The peaceful residential centre offers a lifeline to severely malnourished babies who are undergoing a programme of therapeutic feeding. As well as the feeding programme, health educators offer mothers advice on nutrition, care and hygiene that, if acted on, should ensure their babies do not become ill again.

Although a health centre existed at Magbenteh before the civil war, it has only recently reopened, following commitment from UNICEF to provide the milk. Although the centre is receiving supplies, it is only through the expertise of VSO volunteer Maria Hernandez that the centre became able to start welcoming mothers.

A community nurse from the Philippines, Maria was involved in establishing her home country’s first therapeutic feeding centre 15 years ago. It later became UNICEF’s model centre. She is repeating history in Sierra Leone; making sure health educators are in place, the centre has facilities for the mothers and toys for the children and decorating the corridors with educational posters.

Her colleagues call the transformation of the centre “remarkable”, while she helps them draw strength from her experience. “When things are hard and we’re struggling I tell them that it was like this in the Philippines, that we worked long hours for small salaries. But I also tell them how much it has improved and how now we do not need therapeutic feeding, only supplementary feeding.”

One mother who has benefited is Saimu Koroma. When she arrived at Magbenteh her two-year-old son Mohammed was close to death. “I was sick so was forced to wean Mohammed early but he became very ill. He was feverish and coughing and I thought he was going to die. One day I was out working and a lady I did not know came up to me and told me that her baby had lived after she came to Magbenteh and I should go there quickly.”

Saimu’s story is not unusual: malnutrition is the biggest threat to the life of a child born in Sierra Leone. Currently, more than a third of children under five are chronically malnourished and with one in every four children dying before their fifth birthday the country has one of the highest child mortality rates in the world.

It seems remarkable then that the feeding centre, with a capacity for 60 mothers and babies, has so far only ever been half full. The simple fact is that people just do not know the service exists. Not even the local hospital was aware of its services. Maria is addressing this: the hospital is now referring all malnourished babies to the centre and a new arrangement with a Dutch NGO should mean there is regular transport from local villages for those who can’t reach the centre.

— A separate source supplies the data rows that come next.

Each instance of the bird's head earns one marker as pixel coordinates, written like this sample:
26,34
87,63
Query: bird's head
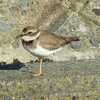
29,33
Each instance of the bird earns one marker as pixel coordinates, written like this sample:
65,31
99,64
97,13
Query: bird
42,43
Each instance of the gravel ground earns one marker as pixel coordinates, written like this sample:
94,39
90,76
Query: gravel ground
74,80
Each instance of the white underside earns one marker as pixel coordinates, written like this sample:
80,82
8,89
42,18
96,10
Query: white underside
44,52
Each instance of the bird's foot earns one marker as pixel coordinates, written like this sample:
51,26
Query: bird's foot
38,74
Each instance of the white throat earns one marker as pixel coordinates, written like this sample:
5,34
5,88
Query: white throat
29,38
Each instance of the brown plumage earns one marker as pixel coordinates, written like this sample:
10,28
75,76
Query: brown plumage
42,43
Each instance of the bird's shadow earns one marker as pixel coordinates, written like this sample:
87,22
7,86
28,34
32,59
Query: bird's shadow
15,65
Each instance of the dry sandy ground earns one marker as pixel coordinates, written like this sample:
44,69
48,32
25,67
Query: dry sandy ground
74,80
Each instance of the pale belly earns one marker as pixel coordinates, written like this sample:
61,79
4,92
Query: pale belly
43,52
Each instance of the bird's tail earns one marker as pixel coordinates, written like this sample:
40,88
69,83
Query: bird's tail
70,39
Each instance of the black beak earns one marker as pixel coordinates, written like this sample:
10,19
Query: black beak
19,36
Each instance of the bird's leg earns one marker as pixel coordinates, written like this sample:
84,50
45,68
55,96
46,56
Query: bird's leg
40,69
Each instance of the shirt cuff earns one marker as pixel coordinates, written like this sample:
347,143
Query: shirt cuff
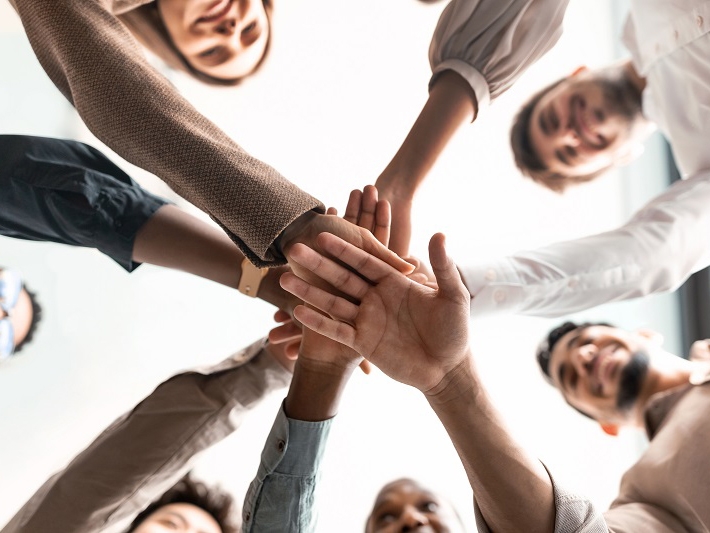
494,288
475,79
295,447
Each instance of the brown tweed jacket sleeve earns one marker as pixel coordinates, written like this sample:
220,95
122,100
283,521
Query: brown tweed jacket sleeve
96,63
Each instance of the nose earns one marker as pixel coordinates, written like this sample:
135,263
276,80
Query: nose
569,137
226,27
584,359
412,518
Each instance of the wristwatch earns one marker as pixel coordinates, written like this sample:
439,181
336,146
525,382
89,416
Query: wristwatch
251,278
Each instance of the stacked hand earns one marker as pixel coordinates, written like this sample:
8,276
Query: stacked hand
364,211
415,334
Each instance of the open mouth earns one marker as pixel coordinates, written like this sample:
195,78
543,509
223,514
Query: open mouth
215,11
604,368
581,125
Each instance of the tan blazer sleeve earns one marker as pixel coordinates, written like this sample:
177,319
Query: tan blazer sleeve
96,63
146,451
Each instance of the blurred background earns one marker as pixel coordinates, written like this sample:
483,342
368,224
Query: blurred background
342,87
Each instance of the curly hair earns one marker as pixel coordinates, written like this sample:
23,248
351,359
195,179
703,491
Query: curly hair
214,501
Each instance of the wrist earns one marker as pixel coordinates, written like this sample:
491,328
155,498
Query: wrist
251,278
291,233
398,184
271,291
460,382
315,393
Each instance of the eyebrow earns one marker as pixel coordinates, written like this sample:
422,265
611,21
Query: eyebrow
178,516
542,123
561,156
562,369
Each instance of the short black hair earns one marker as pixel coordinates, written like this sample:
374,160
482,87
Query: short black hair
544,349
36,318
527,159
213,500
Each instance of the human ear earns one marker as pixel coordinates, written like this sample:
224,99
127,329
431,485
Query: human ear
609,429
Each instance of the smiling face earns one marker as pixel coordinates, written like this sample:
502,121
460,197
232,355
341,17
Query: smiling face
180,518
601,371
225,39
586,123
403,505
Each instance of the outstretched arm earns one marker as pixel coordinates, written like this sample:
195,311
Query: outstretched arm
419,336
172,238
99,67
281,497
451,104
656,251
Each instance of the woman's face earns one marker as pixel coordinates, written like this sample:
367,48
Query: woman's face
224,39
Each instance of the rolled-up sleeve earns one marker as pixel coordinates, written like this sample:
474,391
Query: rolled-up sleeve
490,43
281,498
573,513
149,449
99,67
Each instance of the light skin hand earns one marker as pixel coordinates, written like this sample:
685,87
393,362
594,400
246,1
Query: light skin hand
413,333
324,366
308,226
419,336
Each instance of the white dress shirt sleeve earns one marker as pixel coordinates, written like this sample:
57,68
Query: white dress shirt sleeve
656,251
490,43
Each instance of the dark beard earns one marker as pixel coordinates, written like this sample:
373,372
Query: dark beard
632,377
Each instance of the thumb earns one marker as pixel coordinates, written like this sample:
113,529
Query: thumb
445,271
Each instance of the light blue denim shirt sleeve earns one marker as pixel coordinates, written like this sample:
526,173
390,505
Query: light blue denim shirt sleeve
281,499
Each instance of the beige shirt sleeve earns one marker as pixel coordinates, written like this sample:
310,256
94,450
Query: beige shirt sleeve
96,63
146,451
491,43
573,513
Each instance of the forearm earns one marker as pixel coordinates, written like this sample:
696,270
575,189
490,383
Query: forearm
316,390
513,490
656,251
451,105
172,238
281,497
99,67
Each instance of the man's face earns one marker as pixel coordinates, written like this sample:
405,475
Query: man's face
221,38
180,518
588,122
15,312
601,371
405,506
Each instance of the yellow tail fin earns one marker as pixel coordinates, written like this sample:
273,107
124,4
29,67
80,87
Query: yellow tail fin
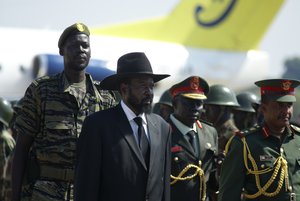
217,24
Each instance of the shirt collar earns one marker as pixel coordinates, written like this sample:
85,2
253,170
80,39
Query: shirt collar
130,114
181,127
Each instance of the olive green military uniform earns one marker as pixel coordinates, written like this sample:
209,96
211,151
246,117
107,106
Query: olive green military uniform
269,155
264,165
194,143
53,113
7,145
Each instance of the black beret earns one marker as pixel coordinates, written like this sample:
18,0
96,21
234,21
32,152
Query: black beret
72,30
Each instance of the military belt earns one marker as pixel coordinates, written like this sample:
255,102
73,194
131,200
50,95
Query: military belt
54,173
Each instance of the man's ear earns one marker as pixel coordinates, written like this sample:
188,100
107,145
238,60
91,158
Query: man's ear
61,51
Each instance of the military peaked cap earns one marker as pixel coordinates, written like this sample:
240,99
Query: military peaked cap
193,87
72,30
280,90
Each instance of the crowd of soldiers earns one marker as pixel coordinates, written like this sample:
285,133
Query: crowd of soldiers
223,146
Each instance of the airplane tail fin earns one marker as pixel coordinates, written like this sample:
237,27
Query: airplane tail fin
235,25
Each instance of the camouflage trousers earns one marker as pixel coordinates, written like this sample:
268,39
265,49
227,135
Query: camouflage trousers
43,190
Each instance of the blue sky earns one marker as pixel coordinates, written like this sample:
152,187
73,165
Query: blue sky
281,40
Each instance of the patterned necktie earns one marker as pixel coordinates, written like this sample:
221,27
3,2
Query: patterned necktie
193,141
142,138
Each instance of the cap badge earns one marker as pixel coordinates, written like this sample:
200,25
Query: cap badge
286,85
80,27
194,83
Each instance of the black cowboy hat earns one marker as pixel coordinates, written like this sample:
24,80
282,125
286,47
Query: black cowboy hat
133,64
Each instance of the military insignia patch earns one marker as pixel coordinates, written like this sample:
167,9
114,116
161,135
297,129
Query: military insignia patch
208,145
265,158
80,27
194,83
286,85
176,149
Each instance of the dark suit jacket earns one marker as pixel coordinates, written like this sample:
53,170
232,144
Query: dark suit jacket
183,154
110,164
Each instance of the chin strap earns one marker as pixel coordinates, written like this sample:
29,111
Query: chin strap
280,165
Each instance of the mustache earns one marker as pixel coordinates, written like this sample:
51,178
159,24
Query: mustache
284,116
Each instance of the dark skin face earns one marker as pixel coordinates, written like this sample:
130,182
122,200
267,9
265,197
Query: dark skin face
77,53
212,113
137,94
165,110
277,115
187,110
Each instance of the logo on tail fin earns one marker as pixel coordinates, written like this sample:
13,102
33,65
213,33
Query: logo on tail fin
199,9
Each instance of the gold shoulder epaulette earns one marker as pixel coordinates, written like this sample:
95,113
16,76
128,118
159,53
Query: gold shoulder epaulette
295,128
239,134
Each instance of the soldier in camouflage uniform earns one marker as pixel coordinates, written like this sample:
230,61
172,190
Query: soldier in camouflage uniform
245,116
218,110
7,145
263,162
49,124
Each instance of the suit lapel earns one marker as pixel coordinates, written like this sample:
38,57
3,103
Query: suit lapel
154,136
127,132
179,139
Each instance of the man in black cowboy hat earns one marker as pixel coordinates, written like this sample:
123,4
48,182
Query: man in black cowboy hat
120,158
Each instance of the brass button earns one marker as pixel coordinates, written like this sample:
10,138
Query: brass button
281,150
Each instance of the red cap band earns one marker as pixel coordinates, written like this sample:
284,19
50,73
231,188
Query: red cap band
177,91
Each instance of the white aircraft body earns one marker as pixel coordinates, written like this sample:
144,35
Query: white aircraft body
215,40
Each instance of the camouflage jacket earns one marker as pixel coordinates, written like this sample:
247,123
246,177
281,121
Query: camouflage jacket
54,117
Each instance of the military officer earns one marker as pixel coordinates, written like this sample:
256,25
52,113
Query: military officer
194,143
263,162
245,116
7,145
164,106
218,110
50,122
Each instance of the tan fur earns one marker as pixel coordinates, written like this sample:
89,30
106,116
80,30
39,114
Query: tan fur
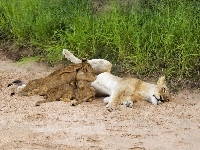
66,84
130,89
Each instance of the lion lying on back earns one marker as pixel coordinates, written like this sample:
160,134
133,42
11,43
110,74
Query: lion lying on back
123,90
128,90
69,84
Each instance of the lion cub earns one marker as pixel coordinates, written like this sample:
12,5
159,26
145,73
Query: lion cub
70,84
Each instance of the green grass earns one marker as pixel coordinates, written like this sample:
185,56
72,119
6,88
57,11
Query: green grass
152,37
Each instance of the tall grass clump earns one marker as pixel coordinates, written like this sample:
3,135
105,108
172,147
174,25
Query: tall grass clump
142,37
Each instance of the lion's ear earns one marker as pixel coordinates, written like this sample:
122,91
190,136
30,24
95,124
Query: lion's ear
161,81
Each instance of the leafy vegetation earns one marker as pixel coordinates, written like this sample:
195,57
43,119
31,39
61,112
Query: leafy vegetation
144,37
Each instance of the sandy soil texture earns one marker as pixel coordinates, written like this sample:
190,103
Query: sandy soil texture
57,125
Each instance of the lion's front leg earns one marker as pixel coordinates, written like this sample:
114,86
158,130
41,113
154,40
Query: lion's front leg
114,100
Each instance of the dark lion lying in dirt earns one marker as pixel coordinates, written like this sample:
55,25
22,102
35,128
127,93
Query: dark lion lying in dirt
69,84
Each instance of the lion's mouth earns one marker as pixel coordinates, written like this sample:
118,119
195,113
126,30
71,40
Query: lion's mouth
159,99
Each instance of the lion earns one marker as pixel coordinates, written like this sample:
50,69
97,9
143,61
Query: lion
123,90
128,90
69,84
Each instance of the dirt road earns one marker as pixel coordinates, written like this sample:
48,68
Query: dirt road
57,125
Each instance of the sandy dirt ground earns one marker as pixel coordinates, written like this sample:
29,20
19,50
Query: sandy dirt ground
57,125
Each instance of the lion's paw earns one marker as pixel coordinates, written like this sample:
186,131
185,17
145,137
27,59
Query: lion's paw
74,103
110,108
127,104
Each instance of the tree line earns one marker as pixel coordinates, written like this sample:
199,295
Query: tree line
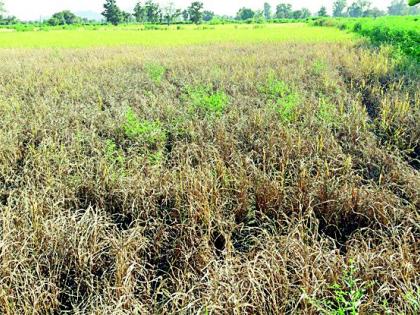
151,12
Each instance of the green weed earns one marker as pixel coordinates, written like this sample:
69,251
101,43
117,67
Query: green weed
203,98
346,298
327,113
155,71
282,97
319,67
148,131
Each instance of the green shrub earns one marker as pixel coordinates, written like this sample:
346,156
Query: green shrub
284,98
205,99
155,71
346,296
148,131
327,113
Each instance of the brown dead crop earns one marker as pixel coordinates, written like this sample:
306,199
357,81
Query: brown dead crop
224,179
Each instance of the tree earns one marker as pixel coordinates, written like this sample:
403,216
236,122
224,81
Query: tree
112,12
267,11
398,7
170,13
2,9
358,8
301,14
284,11
306,13
374,12
139,12
126,17
64,18
245,14
208,15
152,12
414,10
338,8
195,12
323,12
185,15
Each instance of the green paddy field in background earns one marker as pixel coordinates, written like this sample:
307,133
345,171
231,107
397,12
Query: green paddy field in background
171,36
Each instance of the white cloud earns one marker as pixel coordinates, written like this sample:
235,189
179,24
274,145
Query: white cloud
34,9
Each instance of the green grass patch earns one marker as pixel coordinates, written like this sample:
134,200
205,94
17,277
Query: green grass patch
188,35
402,32
205,99
155,71
147,131
282,97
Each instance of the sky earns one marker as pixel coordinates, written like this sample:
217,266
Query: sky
34,9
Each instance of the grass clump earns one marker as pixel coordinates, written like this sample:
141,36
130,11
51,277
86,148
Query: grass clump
156,72
327,113
205,99
402,32
282,97
147,131
346,297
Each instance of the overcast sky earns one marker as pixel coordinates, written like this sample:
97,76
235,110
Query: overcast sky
34,9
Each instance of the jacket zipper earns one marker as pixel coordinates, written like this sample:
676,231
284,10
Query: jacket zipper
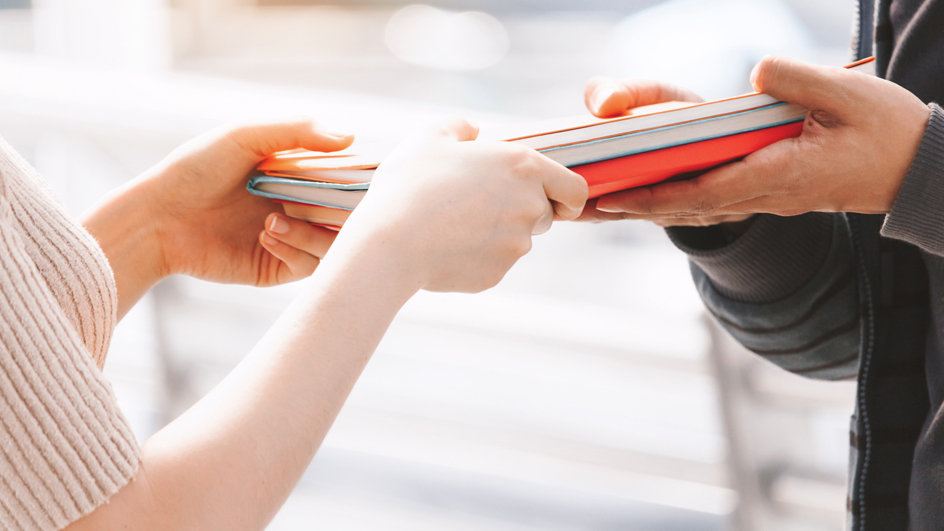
855,229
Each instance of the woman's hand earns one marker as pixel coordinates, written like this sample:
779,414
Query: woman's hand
441,214
458,214
191,214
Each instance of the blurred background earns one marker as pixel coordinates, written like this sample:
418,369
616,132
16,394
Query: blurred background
587,391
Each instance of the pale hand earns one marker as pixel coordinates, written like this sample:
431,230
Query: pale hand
191,214
458,213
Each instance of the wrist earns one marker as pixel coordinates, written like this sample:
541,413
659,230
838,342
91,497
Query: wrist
125,225
377,257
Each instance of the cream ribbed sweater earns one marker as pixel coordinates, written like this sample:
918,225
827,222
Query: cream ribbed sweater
65,448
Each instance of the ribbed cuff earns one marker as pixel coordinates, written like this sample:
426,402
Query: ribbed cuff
918,214
770,261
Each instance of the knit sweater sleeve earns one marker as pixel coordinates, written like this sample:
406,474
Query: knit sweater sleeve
917,216
65,448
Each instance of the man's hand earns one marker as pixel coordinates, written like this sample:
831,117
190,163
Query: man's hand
858,141
606,98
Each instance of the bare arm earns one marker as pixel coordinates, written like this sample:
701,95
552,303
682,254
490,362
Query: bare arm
441,215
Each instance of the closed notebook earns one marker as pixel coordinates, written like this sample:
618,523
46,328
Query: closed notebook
649,145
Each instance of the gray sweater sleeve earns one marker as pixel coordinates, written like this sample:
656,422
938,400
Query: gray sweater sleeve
918,214
785,289
768,262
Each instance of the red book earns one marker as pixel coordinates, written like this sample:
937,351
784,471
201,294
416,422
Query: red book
655,166
649,145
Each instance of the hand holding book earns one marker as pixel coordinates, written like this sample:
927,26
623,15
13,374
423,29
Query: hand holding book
855,149
646,145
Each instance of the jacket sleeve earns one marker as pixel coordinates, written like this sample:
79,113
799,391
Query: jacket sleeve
785,289
918,214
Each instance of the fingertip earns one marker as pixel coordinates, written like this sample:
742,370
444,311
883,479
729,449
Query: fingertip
267,240
460,129
606,97
762,71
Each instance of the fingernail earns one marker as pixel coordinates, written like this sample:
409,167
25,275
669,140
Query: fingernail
754,72
340,136
279,225
268,240
602,94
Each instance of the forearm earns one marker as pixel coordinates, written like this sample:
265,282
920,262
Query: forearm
124,224
231,461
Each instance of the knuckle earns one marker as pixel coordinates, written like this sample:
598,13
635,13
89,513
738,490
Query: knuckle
521,247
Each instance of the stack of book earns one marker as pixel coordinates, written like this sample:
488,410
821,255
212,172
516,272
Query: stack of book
649,145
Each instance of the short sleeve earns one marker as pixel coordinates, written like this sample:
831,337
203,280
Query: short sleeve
65,447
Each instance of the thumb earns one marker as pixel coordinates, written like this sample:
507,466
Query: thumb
264,139
606,97
817,88
458,129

After almost two months at Magbenteh, Mohammed is chubby and healthy and ready to go home. Talking about her imminent return to her village Saimu says: “When I return home I will visit other women in my community and share with them what I have learnt. A stranger helped and in doing so saved my baby from dying, so it is my duty to now help other mothers.”

It is exactly this commitment to sharing learning that Maria is looking to capitalise on to address the underlying causes of child malnutrition: “The best way to reduce infant death from malnutrition is to ensure they do not become ill in the first place, and the best way to do that is through community education. In the second half of my placement I will be developing a network of community educators who will work with mothers in their local villages to improve understanding of the benefits of breast feeding and the importance of nutrition and hygiene.”

Maria’s placement was a pilot. VSO Sierra Leone wanted to understand whether it was possible to run an effective health programme in a country with such weak systems and infrastructure and lack of access to services for patients. The impact Maria has made in such a short time has demonstrated clearly that there is a role for VSO health volunteers and readiness of people in Sierra Leone to adopt new procedures and practices.

VSO has now committed to opening a health programme Sierra Leone with a focus on maternal and child health. We are aiming to recruit 13 volunteers in the first year.